For the first time in three years the Stradbally estate, in Co Laois, is transformed into a carnival of music, mirth and, yes, some mud as Electric Picnic stages its big post-Covid return. “Big” really is the word, with a record 70,000 attending the event, which sprawls around 17th-century Stradbally House.
But the most striking aspect of the weekend is how Electric Picnic it feels. For veterans of the festival — more than a few have surfaced by Sunday afternoon, ahead of a headline performance by Arctic Monkeys — there is a sense of coming home. A lot has happened since the festival was last held, in 2019, but Electric Picnic is reassuringly unchanged.
Fears of a washout gather at various points from Friday night, when Dermot Kennedy delivers an emotive set (topped off, for reasons best known to the Dublin singer-songwriter, with a 1970s-porn-star moustache). The rain does come swirling through overnight. But by Sunday the sun is blazing, and worries that Electric Picnic’s grand comeback might melt away in a deluge have, for the time being, evaporated with the rain.

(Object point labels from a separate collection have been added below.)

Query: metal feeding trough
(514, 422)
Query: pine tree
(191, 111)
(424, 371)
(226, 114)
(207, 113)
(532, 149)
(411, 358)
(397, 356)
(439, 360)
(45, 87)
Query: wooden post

Electric Picnic’s final day has an ambience all its own. The pressure to have an amazing weekend has faded. Instead, attendees are content to soak up the weather and wander the festival site a final time. And what a lot of wandering there is to do. At the MindField spoken-word area, the midafternoon lull is interrupted by a hip-hop song about the killing of Michael Collins booming out from the Leviathan tent (“Some say it was a dum-dum round / but no bullet has ever been found”).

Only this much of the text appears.